El próximo curso académico será presencial en la Región de Murcia, tendrá una mayor plantilla de FP y Ayuda a la Diversidad, pero no contará con profesores Covid de refuerzo, según ha anunciado este martes la consejera de Educación y Cultura, Mabel Campuzano.
La titular de la consejería ha presentado en rueda de prensa los detalles del curso 2021-2022, en la que ha descartado la contratación de estos docentes porque el Ministerio de Educación no lo ha estipulado y no ha destinado fondos.
Campuzano no ha aclarado en qué casos los centros educativos podrán desdoblar un grupo sin estos profesores Covid y ha aseverado que habrá un aumento de la plantilla, sobre todo en Formación Profesional, debido a la implantación de nuevas titulaciones, y en Atención a la Diversidad.
Preguntada por la denuncia de CCOO de que habrá un recorte de plantilla de 493 docentes para el próximo curso, especialmente en Primaria y Secundaria, la consejera ha aclarado que no se cerrarán las contrataciones hasta que no se fijen los cupos, pero ha adelantado que "siempre se incrementa".
El Gobierno regional ha garantizado la presencialidad de las clases para el próximo curso, excepto en los niveles de alerta 3 y 4 (los máximos establecidos), en los que se implantaría la semipresencialidad a partir de 3º de la ESO.
No obstante, Campuzano ha matizado que las medidas para minimizar los contagios en las aulas serán "revisables" según la evolución epidemiológica.
Así, las mascarillas son obligatorias en los alumnos mayores de seis años y la distancia entre ellos deberá ser de un mínimo de 1,5 metros, aunque en situaciones excepcionales podrá rebajarse hasta 1,20 metros o, incluso, un metro.
Campuzano ha remarcado que la presencialidad está justificada por la mejora de la situación epidemiológica, la inmunización de los docentes y la anunciada vacunación de los alumnos mayores de 12 años a partir del próximo mes de agosto.
La orden con estas medidas, que ha sido publicada hoy por el Boletín Oficial de la Región de Murcia, da autonomía a los equipos directivos a tomar las decisiones que estimen oportunas para garantizar la presencialidad y la seguridad de la comunidad educativa.

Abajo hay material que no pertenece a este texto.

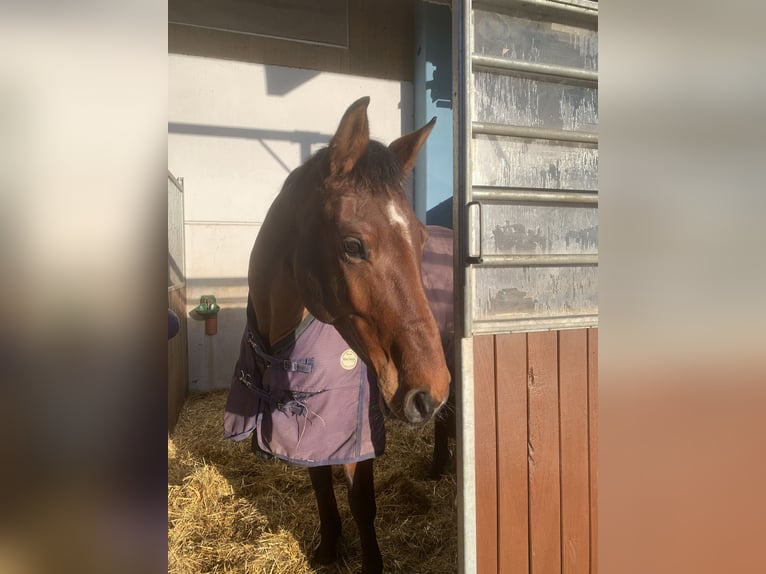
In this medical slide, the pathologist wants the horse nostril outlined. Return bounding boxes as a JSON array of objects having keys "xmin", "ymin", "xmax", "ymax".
[{"xmin": 404, "ymin": 391, "xmax": 434, "ymax": 423}]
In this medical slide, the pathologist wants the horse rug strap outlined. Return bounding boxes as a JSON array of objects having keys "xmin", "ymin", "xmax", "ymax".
[{"xmin": 224, "ymin": 305, "xmax": 385, "ymax": 466}]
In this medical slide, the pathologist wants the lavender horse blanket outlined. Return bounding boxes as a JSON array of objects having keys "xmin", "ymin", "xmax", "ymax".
[{"xmin": 224, "ymin": 305, "xmax": 386, "ymax": 466}]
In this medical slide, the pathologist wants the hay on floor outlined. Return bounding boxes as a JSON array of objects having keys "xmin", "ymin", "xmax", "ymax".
[{"xmin": 168, "ymin": 392, "xmax": 457, "ymax": 574}]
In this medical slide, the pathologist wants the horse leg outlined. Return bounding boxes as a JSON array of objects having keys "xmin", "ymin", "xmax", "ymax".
[
  {"xmin": 309, "ymin": 466, "xmax": 341, "ymax": 564},
  {"xmin": 343, "ymin": 459, "xmax": 383, "ymax": 574},
  {"xmin": 428, "ymin": 388, "xmax": 457, "ymax": 480},
  {"xmin": 428, "ymin": 413, "xmax": 450, "ymax": 480}
]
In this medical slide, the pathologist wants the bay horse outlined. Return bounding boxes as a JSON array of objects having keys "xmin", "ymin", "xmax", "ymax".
[{"xmin": 224, "ymin": 97, "xmax": 451, "ymax": 574}]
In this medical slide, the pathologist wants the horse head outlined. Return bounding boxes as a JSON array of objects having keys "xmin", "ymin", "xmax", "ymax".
[{"xmin": 292, "ymin": 98, "xmax": 450, "ymax": 424}]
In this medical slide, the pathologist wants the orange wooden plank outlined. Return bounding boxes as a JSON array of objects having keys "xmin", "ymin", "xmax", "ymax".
[
  {"xmin": 588, "ymin": 329, "xmax": 598, "ymax": 574},
  {"xmin": 495, "ymin": 333, "xmax": 529, "ymax": 574},
  {"xmin": 559, "ymin": 329, "xmax": 590, "ymax": 574},
  {"xmin": 473, "ymin": 335, "xmax": 497, "ymax": 574},
  {"xmin": 527, "ymin": 331, "xmax": 561, "ymax": 574}
]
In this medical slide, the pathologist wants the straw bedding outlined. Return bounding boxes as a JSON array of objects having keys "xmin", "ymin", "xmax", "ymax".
[{"xmin": 168, "ymin": 391, "xmax": 457, "ymax": 574}]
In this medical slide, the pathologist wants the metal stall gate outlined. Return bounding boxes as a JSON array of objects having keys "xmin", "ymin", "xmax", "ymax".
[
  {"xmin": 452, "ymin": 0, "xmax": 598, "ymax": 574},
  {"xmin": 168, "ymin": 171, "xmax": 188, "ymax": 432}
]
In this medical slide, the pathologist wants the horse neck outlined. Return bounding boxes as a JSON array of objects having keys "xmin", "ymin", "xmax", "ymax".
[{"xmin": 248, "ymin": 189, "xmax": 308, "ymax": 345}]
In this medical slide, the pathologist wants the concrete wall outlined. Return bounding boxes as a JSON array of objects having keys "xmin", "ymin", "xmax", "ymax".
[{"xmin": 168, "ymin": 54, "xmax": 413, "ymax": 392}]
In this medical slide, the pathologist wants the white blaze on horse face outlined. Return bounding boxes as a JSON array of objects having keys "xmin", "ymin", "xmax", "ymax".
[{"xmin": 388, "ymin": 201, "xmax": 412, "ymax": 245}]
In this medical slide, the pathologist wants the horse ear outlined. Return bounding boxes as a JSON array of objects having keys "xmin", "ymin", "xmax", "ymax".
[
  {"xmin": 388, "ymin": 117, "xmax": 436, "ymax": 175},
  {"xmin": 330, "ymin": 96, "xmax": 370, "ymax": 176}
]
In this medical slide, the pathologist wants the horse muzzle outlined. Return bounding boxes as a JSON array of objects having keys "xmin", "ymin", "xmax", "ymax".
[{"xmin": 404, "ymin": 389, "xmax": 445, "ymax": 425}]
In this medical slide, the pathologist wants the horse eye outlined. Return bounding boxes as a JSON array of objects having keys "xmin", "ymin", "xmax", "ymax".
[{"xmin": 343, "ymin": 237, "xmax": 365, "ymax": 259}]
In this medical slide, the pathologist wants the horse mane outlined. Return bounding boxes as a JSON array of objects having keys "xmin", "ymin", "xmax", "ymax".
[{"xmin": 305, "ymin": 140, "xmax": 404, "ymax": 194}]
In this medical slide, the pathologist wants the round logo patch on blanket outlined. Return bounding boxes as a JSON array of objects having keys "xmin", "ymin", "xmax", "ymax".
[{"xmin": 340, "ymin": 349, "xmax": 359, "ymax": 371}]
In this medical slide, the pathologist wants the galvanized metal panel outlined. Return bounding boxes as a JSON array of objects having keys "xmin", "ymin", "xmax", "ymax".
[
  {"xmin": 481, "ymin": 203, "xmax": 598, "ymax": 254},
  {"xmin": 473, "ymin": 266, "xmax": 598, "ymax": 320},
  {"xmin": 472, "ymin": 72, "xmax": 598, "ymax": 133},
  {"xmin": 473, "ymin": 10, "xmax": 598, "ymax": 70},
  {"xmin": 471, "ymin": 135, "xmax": 598, "ymax": 191}
]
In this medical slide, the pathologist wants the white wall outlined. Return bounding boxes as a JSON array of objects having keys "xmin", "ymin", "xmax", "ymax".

De esta forma, los directores podrán adaptar horarios de los docentes y del alumnado, escalonar las entradas y salidas al centro, fraccionar o agrupar sesiones, establecer franjas horarias antes o después de la asistencia ordinaria del resto de cursos, así como horarios vespertinos.
Además, podrán redistribuir aulas y destinar a la docencia otros espacios del centro, reasignar profesorado entre los distintos cursos o grupos y desdoblar o redefinir grupos de alumnado para la impartición de las clases o la realización de actividades concretas.
Asimismo, se evitarán las actividades deportivas, lúdicas o colaborativas que impliquen la posibilidad de mezclarse con otros grupos de alumnos o centros escolares, especialmente los viajes de estudios, excursiones o similares, mientras dure la crisis sanitaria.
La organización en Infantil se mantiene en grupos burbuja, mientras que en Primaria también se organizará mediante grupos de convivencia estable, manteniendo la máxima distancia posible.
El transporte escolar funcionará con el aforo completo, el uso de mascarilla será obligatorio en su interior y los alumnos conservarán su mismo asiento durante todo el curso.
En los comedores escolares, el aforo será del 80 por ciento y se aumentará en un 30 por ciento la plantilla de monitores de comedor, sin que sea necesario guardar la distancia de seguridad al ser, por regla general, un grupo de convivencia estable.
Finalmente, la ratio media en Infantil estará por debajo de 20 alumnos por primera vez en la comunidad murciana, mientras que el 75% de estas aulas tendrá menos de 25 niños, lo que muestra el descenso de la natalidad que registra la Región de Murcia en los últimos años.